Khan A A, Coppock R W, Schuler M M, Florence L Z, Lillie L E, Mostrom M S
Environmental Toxicology, Alberta Environmental Centre, Canada.
Arch Environ Contam Toxicol. 1996 Mar;30(3):349-55. doi: 10.1007/BF00212293.
Crude oil pollution at drilling sites located within or in close proximity to agricultural pasture lands poses serious health risks to cattle raised on these lands. To investigate the clinical and systemic biochemical effects, cattle (8/group) were administered single oral doses of Pembina Cardium crude oil (PCCO) at 16.7, 33.4, and 67.4 g/kg, or water (control group) at 80 g/kg. Cattle exposed to PCCO showed dose-dependent clinical effects. At the lowest dosage, PCCO caused transient and minimal clinical effects; however, high dosages caused varied clinical signs which included tremors, nystagmus, vomiting, and pulmonary distress. On posttreatment day 7 or 30, four cattle from each treatment group were sacrificed and biochemical parameters were assayed in liver, lungs, and kidney cortex. In cattle monitored on posttreatment day 7, the PCCO-treated groups showed marked alterations from the control group in hepatic cytochrome P-450 (P-450), and in aryl hydrocarbon hydroxylase (AHH) and 7-ethoxycoumarin-O-deethylase (ECOD) activities of these tissues. Administration of PCCO caused significant increases (> 100%) in hepatic P-450, but produced variable effects on AHH and ECOD activities in each tissue. The activity of AHH was increased in all tissues; however, the effect was highest in kidney cortex (> 5000%), followed by liver (> 500%) and lungs (> 250%). The activity of ECOD was altered in a differential manner. It was either increased markedly (>1300%) in kidney cortex or increased slightly (20-30%) in liver, but decreased (> 80%) in lungs. The activities of respiratory chain enzymes (succinate-cytochrome c reductase, NADH-cytochrome c reductase and cytochrome oxidase), or NADPH-cytochrome c reductase and glutathione transferase were not changed significantly in any tissues. The alterations in P-450, AHH, and ECOD observed on day 7 were markedly reversed in cattle examined on day 30 posttreatment, indicating a recovery from induced changes. Studies in vitro with hepatic microsomal preparations from day 7 posttreatment groups showed that increases in AHH and ECOD activity in PCCO-treated cattle were due to induction of new isoforms of P-450, as evidenced by (1) the appearance of a 448-nm spectral peak, and (2) differential inhibitory effects of metyrapone and 7,8-benzoflavone on AHH and ECOD activities.

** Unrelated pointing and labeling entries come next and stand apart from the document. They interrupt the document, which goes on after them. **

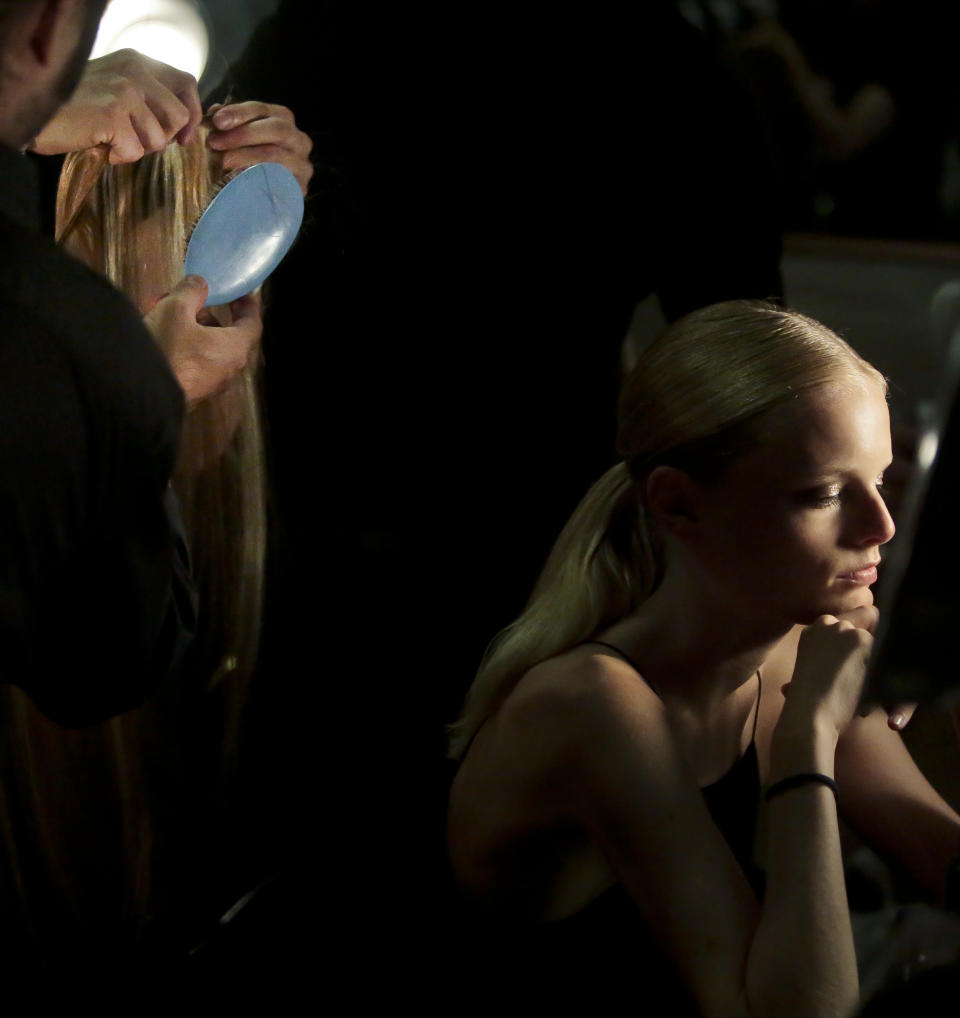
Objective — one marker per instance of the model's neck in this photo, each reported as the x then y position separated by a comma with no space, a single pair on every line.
691,649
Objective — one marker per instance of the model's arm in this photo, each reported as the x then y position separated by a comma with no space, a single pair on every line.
792,957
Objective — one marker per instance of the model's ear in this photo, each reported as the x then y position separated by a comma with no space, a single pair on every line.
671,498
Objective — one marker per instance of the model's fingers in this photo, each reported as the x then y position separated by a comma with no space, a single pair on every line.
899,718
864,617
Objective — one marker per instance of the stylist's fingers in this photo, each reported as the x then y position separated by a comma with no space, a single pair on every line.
252,132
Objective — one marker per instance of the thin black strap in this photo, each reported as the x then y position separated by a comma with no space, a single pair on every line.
628,660
796,780
756,713
616,649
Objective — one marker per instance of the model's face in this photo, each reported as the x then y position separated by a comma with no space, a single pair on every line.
795,526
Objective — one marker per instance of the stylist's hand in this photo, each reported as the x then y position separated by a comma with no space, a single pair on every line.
203,356
260,132
127,102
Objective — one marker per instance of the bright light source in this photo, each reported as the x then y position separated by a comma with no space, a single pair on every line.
171,31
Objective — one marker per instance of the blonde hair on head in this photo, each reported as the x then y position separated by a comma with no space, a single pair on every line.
221,486
77,808
695,399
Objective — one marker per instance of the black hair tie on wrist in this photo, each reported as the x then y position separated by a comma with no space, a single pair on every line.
796,780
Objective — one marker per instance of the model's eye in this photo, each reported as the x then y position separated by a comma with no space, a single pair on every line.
822,498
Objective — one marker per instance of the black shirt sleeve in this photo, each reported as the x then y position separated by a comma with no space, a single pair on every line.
96,602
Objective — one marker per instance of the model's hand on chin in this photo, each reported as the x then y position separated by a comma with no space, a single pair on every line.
865,616
828,677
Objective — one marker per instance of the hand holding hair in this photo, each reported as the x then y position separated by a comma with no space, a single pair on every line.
128,103
204,357
253,132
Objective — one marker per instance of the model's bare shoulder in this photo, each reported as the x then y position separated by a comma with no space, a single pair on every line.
578,697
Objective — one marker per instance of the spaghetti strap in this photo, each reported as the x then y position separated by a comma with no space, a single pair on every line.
627,659
618,652
756,713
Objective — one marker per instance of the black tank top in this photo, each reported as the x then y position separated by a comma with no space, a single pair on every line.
605,958
733,800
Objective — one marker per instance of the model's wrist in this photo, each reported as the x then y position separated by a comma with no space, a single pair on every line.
802,746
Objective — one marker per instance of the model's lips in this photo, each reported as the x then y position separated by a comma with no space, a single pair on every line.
864,576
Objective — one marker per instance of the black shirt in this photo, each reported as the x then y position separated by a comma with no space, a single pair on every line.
96,604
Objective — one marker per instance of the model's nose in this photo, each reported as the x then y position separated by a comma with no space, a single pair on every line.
873,524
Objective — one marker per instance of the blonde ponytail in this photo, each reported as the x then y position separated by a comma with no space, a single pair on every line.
601,567
696,399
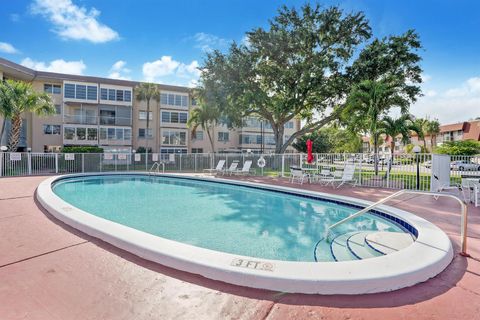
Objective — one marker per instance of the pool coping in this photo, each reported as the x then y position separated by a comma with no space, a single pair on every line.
430,254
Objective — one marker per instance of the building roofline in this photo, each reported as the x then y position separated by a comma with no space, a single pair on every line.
43,75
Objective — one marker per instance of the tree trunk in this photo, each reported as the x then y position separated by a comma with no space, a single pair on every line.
375,153
279,146
146,131
15,131
210,138
3,130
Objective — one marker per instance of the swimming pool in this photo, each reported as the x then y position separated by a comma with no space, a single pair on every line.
248,234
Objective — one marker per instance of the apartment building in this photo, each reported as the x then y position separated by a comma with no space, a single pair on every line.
94,111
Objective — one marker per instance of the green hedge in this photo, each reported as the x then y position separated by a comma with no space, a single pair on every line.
82,149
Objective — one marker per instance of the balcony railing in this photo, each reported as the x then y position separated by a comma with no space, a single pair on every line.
103,120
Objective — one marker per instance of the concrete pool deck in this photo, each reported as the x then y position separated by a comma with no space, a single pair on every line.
51,271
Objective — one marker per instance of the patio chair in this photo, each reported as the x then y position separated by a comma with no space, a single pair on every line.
444,185
218,169
347,176
246,168
232,169
298,174
324,175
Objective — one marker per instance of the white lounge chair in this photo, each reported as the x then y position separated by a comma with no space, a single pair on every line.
298,174
246,168
347,176
233,167
218,169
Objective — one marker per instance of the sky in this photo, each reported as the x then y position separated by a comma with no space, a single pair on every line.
166,41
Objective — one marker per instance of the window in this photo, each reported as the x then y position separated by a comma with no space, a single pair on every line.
198,136
127,134
111,133
288,125
103,94
92,134
141,133
69,91
174,99
111,94
52,88
103,133
128,95
174,117
165,116
69,133
142,115
81,133
174,137
183,117
223,136
119,95
91,93
81,92
119,133
51,129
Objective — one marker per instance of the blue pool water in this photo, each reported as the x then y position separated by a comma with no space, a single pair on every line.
222,217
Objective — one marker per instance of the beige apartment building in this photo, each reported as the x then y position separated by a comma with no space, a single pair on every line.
94,111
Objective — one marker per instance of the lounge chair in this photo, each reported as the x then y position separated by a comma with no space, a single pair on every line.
298,174
246,168
232,169
347,176
218,169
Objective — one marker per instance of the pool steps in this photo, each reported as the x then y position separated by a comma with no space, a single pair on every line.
366,244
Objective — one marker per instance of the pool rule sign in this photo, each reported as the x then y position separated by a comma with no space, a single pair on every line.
252,264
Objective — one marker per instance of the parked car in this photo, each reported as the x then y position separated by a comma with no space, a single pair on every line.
464,165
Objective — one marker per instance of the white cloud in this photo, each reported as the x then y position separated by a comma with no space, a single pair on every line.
73,22
159,68
7,48
459,103
167,69
426,77
208,42
118,71
59,66
14,17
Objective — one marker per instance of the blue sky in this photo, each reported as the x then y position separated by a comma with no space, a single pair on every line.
164,41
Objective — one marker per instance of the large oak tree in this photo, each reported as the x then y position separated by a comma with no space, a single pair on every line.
302,67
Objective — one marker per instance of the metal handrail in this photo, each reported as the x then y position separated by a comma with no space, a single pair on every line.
156,167
463,222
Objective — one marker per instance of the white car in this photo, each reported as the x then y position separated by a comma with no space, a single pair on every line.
464,165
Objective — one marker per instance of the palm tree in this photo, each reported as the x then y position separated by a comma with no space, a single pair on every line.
399,126
5,104
421,126
146,92
19,97
368,102
433,129
205,116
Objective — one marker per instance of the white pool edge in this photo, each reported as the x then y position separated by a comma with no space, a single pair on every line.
431,253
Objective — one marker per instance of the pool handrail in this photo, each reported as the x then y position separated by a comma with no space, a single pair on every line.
463,222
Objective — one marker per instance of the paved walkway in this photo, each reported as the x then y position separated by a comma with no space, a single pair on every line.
50,271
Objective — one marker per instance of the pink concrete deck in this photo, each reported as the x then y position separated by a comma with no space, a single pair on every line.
50,271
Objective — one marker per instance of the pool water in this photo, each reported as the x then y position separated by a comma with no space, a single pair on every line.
223,217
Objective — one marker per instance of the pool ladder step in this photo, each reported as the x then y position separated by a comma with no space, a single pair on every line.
352,246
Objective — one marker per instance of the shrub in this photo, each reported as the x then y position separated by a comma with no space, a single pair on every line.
457,148
82,149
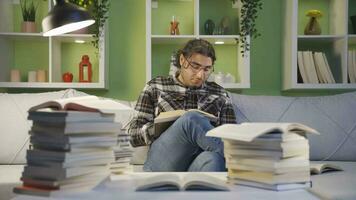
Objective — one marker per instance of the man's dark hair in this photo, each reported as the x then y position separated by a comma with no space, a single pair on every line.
199,46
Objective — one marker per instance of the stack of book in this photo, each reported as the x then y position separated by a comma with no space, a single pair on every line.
351,66
123,153
314,67
266,155
71,148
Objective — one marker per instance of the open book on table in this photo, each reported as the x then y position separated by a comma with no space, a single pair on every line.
188,181
85,103
249,131
165,119
319,168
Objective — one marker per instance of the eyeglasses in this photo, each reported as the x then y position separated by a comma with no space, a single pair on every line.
196,67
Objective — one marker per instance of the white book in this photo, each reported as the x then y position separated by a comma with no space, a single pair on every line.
189,181
53,173
270,177
86,103
318,68
268,163
321,68
275,187
76,127
302,68
311,68
330,74
249,131
303,151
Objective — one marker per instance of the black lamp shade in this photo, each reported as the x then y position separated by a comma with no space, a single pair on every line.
65,17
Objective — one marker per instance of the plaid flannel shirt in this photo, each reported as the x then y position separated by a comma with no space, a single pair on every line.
167,93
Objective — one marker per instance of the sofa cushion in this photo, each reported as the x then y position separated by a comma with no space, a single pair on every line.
333,116
14,124
336,185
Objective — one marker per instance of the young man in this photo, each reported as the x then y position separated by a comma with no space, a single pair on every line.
184,146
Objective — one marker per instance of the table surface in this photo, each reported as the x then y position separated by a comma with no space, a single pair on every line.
122,187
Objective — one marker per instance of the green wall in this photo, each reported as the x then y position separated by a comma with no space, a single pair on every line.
127,53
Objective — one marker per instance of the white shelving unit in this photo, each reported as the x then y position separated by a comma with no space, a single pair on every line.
10,38
335,41
154,40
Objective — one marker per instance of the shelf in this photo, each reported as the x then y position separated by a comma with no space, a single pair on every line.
50,85
235,85
333,42
352,38
23,36
56,55
74,37
321,37
160,45
307,86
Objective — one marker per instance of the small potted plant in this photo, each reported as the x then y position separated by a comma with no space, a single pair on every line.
99,10
313,26
249,14
28,10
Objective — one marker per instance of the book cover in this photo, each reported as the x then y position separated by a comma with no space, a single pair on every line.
274,187
86,103
249,131
76,127
165,119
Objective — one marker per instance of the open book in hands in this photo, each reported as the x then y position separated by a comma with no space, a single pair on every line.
179,181
85,103
247,132
165,119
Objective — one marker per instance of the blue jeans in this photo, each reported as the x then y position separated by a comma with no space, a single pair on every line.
184,147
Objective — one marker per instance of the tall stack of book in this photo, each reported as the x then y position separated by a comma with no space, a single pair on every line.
71,148
266,155
123,154
351,66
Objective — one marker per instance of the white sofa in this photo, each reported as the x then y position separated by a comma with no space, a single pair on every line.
333,116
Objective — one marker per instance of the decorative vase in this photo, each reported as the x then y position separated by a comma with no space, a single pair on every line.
28,27
15,75
353,22
313,27
209,27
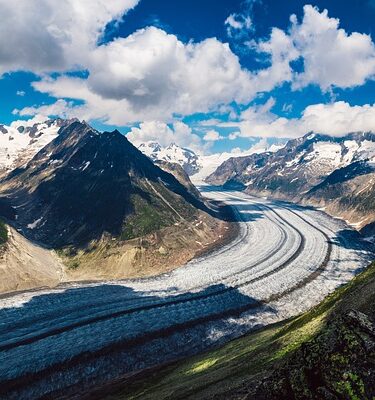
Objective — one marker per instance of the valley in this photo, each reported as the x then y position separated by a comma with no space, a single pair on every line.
285,259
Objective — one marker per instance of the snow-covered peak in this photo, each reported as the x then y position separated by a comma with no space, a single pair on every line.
21,140
173,153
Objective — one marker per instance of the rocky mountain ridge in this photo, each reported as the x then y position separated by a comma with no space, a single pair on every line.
173,153
336,173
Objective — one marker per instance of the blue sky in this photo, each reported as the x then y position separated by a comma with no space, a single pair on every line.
214,76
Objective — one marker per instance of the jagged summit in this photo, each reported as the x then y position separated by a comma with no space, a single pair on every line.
172,153
84,184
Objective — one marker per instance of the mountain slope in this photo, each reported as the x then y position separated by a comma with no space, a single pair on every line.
20,141
107,208
173,153
336,173
325,353
85,183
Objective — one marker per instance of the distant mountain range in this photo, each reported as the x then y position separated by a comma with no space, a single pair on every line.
106,207
335,173
195,165
173,153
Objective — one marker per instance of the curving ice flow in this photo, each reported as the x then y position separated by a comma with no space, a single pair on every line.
285,259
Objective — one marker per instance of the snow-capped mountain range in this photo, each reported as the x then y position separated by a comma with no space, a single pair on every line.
196,165
21,140
337,174
173,153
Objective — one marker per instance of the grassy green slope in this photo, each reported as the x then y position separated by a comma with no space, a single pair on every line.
327,352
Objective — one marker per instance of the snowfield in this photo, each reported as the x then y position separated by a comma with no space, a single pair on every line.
285,260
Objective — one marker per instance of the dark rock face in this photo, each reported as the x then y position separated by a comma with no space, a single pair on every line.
85,184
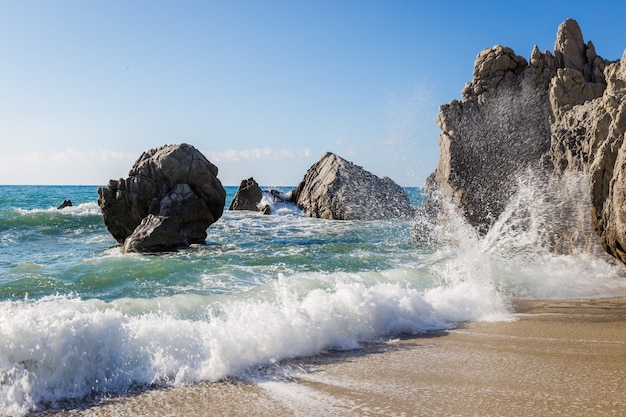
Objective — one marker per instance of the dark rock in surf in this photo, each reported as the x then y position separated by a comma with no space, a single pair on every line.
336,189
173,181
556,121
248,197
65,203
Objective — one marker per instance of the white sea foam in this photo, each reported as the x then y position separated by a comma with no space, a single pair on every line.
58,347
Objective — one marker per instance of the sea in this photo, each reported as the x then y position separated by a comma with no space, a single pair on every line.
81,321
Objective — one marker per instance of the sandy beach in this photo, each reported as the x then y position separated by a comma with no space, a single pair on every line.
555,358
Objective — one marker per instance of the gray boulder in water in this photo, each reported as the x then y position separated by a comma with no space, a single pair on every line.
175,182
248,197
336,189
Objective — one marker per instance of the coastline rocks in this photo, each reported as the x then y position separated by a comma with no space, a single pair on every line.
156,234
65,203
173,181
608,162
249,197
553,124
336,189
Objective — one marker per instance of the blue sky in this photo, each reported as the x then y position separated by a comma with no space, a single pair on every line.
262,88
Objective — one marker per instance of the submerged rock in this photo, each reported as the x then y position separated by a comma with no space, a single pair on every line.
175,182
65,203
336,189
156,234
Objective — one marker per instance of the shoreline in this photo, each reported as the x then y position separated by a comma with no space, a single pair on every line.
557,357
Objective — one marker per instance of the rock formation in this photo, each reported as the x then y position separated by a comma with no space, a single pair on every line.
556,120
65,203
174,182
248,197
336,189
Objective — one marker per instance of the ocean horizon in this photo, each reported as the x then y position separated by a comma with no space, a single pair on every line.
81,321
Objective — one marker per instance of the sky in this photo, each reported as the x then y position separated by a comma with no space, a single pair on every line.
262,88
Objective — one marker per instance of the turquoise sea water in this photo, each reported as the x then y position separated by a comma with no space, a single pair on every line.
79,319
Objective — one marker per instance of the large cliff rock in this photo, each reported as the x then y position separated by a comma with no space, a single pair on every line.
336,189
173,181
554,121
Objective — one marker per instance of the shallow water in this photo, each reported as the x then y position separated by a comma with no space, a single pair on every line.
80,319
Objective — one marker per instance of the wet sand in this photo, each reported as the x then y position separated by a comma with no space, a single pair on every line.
556,358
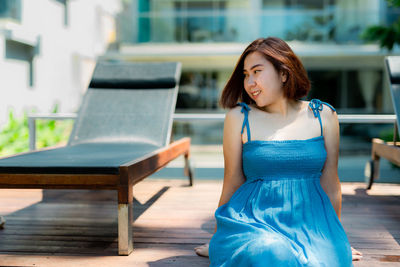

位于农业牧场范围内或附近的钻井现场的原油污染,对在这些土地上饲养的牛群构成严重的健康风险。为了研究临床和全身生化效应,将牛(每组8头)分别以16.7、33.4和67.4 g/kg的剂量单次口服彭比纳心原油(PCCO),或以80 g/kg的剂量口服水(对照组)。接触PCCO的牛表现出剂量依赖性的临床效应。在最低剂量下,PCCO引起短暂且轻微的临床效应;然而,高剂量会导致各种临床症状,包括震颤、眼球震颤、呕吐和肺部窘迫。在治疗后第7天或第30天,对每个治疗组的4头牛实施安乐死,并测定肝脏、肺和肾皮质中的生化参数。在治疗后第7天监测的牛中,PCCO处理组在肝细胞色素P-450(P-450)以及这些组织的芳烃羟化酶(AHH)和7-乙氧基香豆素-O-脱乙基酶(ECOD)活性方面与对照组相比有明显改变。给予PCCO导致肝脏P-450显著增加(>100%),但对每个组织中AHH和ECOD活性产生不同影响。所有组织中AHH活性均增加;然而,肾皮质中的影响最大(>5000%),其次是肝脏(>500%)和肺(>250%)。ECOD活性以不同方式改变。它在肾皮质中显著增加(>1300%),在肝脏中略有增加(20 - 30%),但在肺中降低(>80%)。任何组织中的呼吸链酶(琥珀酸 - 细胞色素c还原酶、NADH - 细胞色素c还原酶和细胞色素氧化酶)、NADPH - 细胞色素c还原酶和谷胱甘肽转移酶活性均未发生显著变化。在治疗后第30天检查的牛中,治疗后第7天观察到的P-450、AHH和ECOD的改变明显逆转,表明诱导变化已恢复。对治疗后第7天组的肝脏微粒体制剂进行的体外研究表明,PCCO处理的牛中AHH和ECOD活性的增加是由于诱导了新的P-450同工型,这由以下两点证明:(1)出现448 nm的光谱峰,以及(2)美替拉酮和7,8 - 苯并黄酮对AHH和ECOD活性的不同抑制作用。